Una vez transcurridos cinco meses desde que se implantó la subida del salario mínimo interprofesional (SMI) hasta los 900 euros, la ministra Calviño insiste en que no ha tenido un «efecto negativo» en el empleo y sí positivo sobre la renta disponible de las familias. En todo caso, ha seguido apelando a la «prudencia» y ha dicho que «no correría con respecto a qué hay que hacer en el futuro» sobre posibles subidas que se puedan plantear en el futuro.

Calviño ha insistido que el nuevo Gobierno trabajará en los ejes de disciplina fiscal, políticas sociales y reformas, que son los que ha desarrollado en los últimos nueve meses de la anterior legislatura. Y defiende que esa línea es la que les ha llevado a generar más confianza en los mercados internacionales para financiar la deuda. De hecho, España ha ahorrado desde principios de año unos 300 millones de euros en intereses de deuda pública gracias al recorte en las emisiones previstas y a la rebaja en los intereses que los inversores le exigen al Tesoro para financiarle.
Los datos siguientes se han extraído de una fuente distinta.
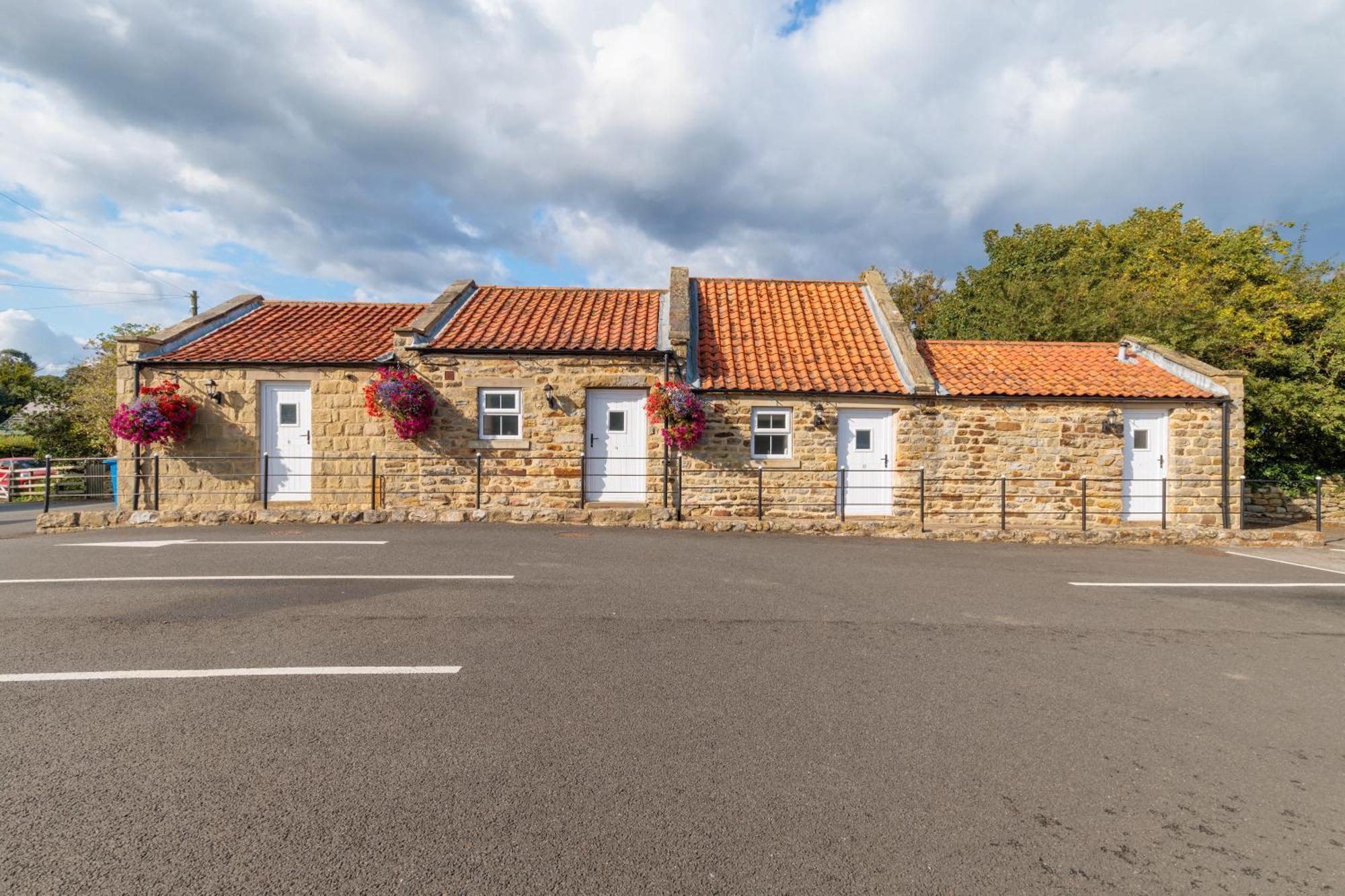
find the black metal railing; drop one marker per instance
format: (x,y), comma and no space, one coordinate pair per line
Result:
(687,486)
La prima de riesgo cerró ayer en los 93 puntos básicos, tras caer otro 3,3% con el rendimiento del bono a 10 años en el 0,76%, lo que supone prácticamente uno de sus mínimos históricos.

«Muy feliz como ministra»

A pocas semanas de que teóricamente se constituya el nuevo Gobierno, si sale adelante la investidura de Pedro Sánchez, su ministra de Economía en funciones, Nadia Calviño, explicó su postura ante la renovación en el cargo: «Estoy muy feliz de ministra de Economía. La decisión depende del presidente. Es un tema que no me ocupa ni me preocupa más que cuando te preguntan». Esa fue la respuesta que dio sin despejar las dudas sobre un hipotético regreso a Bruselas, donde fue directora general de Presupuestos en la Comisión desde 2014 hasta que Sánchez la nombró ministra hace un año.